What they picked up on is very real and present and has increased, or become more accessible for me, through the process of writing about him and our childhood. A long conversation at Stirling’s coffee shop this morning with a dear Sewanee friend “Smith” (Gerald Smith) has me reflecting on how those who leave us never really leave us. And our love for them can continue to grow after they’re gone.
These times are tough. Be good to one another, and gentle with yourself.
Dear Bryant,
When that white Dodge Ram comes jostling in from the fields kicking up clouds of dust, you are usually in it with Daddy. You only live on Rainwater Road the first seven years of your life, but you probably get to know that land better than anybody else. In my mind’s eye you are always outdoors, and always smiling.
I remember holding you as a toddler, your wispy blonde hair tickling my chin since it stands straight up. You wear a pastel-colored cotton overall with no sleeves needed to cover your brown shoulders. Your wiry arms are loose around my neck, and you smell like apple juice. Dorothy, always the little mama, holds you more than I do, but we both love it. Even that memory is outside, cool grass doing the same thing to my bare toes your hair does to my chin.
I remember that smile looking up at us from dark pond water where you kick holding onto your orange life preserver, squeezing your whole face in joy and the thrill of the ice cold you had just plunged into. And I remember it appearing like a sunburst after you rounded the last base or pitched another batter out.
In one of my favorite photos you stand next to Daddy, both of you dressed in camouflage, beside a jet black hunting Lab named Digger. You wear a John Deere cap on your head, which barely grazes his hip. In each hand you hold a limp mallard by the tail. Next to you the ducks look enormous. Daddy has one hand on your shoulder, and together you emanate pride and contentment. Your smile takes over your whole little face until your brown eyes appear almost shut. There it is—the magnetic and irresistible grin that casts magic spells.

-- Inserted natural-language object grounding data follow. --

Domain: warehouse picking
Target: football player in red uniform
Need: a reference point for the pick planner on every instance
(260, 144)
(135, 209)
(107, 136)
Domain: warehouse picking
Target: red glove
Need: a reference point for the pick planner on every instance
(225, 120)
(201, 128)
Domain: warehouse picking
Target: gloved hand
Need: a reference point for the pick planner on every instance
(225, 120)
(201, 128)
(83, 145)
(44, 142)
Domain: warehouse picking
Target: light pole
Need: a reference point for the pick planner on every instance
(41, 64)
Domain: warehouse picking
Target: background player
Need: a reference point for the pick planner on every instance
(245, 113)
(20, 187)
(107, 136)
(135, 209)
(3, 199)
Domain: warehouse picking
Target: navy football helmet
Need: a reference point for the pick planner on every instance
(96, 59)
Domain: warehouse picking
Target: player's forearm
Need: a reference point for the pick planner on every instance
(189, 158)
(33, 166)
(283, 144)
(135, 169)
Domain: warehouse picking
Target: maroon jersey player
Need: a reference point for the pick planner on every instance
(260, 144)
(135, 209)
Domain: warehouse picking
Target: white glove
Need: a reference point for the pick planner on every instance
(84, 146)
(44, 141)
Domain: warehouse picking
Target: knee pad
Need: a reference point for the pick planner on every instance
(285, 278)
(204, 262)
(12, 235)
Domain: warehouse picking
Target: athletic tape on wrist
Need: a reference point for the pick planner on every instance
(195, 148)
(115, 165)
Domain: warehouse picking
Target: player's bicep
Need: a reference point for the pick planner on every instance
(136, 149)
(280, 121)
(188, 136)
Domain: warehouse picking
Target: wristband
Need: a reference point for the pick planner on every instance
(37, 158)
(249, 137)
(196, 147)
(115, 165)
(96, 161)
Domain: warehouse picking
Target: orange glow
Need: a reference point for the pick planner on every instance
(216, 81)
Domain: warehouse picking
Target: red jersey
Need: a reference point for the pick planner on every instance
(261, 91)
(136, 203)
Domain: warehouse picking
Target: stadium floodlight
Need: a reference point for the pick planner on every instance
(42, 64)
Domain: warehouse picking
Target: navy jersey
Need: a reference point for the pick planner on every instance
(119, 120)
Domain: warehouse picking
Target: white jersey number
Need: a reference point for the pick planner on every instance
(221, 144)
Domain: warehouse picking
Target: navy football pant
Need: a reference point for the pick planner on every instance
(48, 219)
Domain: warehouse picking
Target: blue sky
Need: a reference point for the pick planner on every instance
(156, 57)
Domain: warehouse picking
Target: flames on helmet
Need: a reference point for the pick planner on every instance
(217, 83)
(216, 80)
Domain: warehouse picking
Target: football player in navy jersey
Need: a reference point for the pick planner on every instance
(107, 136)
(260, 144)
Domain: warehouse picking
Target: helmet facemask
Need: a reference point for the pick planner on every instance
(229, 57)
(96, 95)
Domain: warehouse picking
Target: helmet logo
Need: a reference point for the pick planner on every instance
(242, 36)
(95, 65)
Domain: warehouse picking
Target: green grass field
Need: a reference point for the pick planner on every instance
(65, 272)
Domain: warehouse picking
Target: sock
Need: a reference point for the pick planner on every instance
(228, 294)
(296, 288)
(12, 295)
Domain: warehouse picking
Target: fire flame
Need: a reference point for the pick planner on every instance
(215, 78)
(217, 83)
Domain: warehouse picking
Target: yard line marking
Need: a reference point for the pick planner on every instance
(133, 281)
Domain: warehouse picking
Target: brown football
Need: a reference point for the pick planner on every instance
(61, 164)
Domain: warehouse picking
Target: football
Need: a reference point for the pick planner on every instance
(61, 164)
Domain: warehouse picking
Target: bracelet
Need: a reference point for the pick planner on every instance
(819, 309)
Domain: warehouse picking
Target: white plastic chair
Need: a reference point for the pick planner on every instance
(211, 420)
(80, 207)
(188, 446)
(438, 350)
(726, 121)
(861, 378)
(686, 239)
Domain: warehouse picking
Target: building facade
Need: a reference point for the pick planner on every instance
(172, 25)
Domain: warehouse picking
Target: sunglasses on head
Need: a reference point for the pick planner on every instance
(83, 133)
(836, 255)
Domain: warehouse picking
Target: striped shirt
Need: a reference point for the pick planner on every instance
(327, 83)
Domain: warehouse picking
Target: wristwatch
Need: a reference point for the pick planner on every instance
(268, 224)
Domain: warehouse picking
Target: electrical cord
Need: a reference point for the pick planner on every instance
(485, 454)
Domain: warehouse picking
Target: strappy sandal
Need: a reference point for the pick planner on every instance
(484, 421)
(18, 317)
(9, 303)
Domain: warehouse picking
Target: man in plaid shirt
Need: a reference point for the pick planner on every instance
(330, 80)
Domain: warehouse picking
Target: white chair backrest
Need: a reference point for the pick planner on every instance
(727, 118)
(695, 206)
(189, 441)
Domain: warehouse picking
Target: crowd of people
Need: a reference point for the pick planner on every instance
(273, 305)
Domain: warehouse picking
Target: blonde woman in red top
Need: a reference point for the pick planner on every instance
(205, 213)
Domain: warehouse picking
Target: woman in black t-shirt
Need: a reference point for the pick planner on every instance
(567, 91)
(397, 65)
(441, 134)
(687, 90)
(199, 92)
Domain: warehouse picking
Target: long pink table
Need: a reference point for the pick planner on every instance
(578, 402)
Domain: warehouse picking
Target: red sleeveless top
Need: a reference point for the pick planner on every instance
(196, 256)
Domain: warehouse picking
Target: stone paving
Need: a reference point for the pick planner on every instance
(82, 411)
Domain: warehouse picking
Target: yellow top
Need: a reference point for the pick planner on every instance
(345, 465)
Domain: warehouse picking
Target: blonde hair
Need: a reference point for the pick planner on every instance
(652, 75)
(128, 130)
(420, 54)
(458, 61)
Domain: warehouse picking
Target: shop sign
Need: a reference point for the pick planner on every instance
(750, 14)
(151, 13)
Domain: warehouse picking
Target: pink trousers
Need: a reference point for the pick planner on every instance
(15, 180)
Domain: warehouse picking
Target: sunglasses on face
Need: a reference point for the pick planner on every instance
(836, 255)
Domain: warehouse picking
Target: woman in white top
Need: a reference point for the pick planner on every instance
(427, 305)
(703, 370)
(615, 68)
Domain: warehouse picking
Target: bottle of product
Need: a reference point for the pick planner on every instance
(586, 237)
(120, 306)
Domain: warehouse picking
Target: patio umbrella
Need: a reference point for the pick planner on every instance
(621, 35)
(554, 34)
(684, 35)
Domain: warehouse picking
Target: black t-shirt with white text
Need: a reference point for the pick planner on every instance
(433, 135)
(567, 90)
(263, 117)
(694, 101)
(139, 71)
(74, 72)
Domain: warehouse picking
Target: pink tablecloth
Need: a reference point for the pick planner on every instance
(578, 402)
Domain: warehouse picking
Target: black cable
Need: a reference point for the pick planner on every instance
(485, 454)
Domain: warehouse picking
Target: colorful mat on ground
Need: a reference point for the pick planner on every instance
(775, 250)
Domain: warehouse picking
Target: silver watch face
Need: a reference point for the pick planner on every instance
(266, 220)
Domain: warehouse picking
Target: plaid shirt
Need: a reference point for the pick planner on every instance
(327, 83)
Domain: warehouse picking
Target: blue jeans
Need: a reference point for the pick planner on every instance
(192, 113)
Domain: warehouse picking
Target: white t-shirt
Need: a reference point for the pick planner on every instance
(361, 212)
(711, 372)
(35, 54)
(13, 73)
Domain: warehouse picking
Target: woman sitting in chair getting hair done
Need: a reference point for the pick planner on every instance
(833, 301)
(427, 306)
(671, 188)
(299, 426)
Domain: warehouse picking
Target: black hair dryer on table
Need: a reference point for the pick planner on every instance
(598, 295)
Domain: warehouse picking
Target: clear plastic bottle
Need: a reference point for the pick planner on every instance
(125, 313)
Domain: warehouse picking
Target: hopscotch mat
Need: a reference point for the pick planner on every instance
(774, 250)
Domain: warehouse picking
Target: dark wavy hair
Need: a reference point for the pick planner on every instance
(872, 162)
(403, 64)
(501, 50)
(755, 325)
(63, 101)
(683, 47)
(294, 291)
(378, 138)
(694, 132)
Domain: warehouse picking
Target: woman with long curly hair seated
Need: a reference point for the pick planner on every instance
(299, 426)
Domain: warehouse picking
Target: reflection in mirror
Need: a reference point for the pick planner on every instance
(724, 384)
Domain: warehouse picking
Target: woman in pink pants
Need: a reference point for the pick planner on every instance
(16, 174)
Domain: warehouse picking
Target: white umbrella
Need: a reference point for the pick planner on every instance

Later you will use that grin to charm girls and teachers. A few of your buddies from high school describe one night after graduation when it comes in handy. Three of you are out howling at the moon (as Daddy likes to say) well after midnight when hunger pangs strike. You follow the sweet scent of Big Gulps to to a 7-Eleven that’s closing. The young attendant is locking the door as you plead with her through the glass. She shakes her head repeatedly, but you are determined. You attempt to bargain: might she let you in if you dance a jig? Her eyes are tired, but she suppresses a laugh and says she’d actually like to see that. Your friends describe a few minutes of unsurpassed entertainment, all gangly elbows and knees as they hoot and stomp and clap a mess of something resembling rhythm.
Of course that night you get your fill of fried Hot Pockets and a Big Gulp, but we know it’s the smile more than the jig that works the magic.
How could we start there and wind up here? From the dream of our childhood to what happened to you? The dream was set up for you. The meals and songs and antics and prayers of your parents and older siblings before your arrival prepare the scene. You are the perfect next season of a perfect dream, the fourth movement of a quintet. The first three in anticipation are full of scherzo and rhapsody, and you continue the trend, for a good long while.


"those who leave us never really leave us" - thanks for sharing memories of your brother ... you take us there, to the presence and the loss.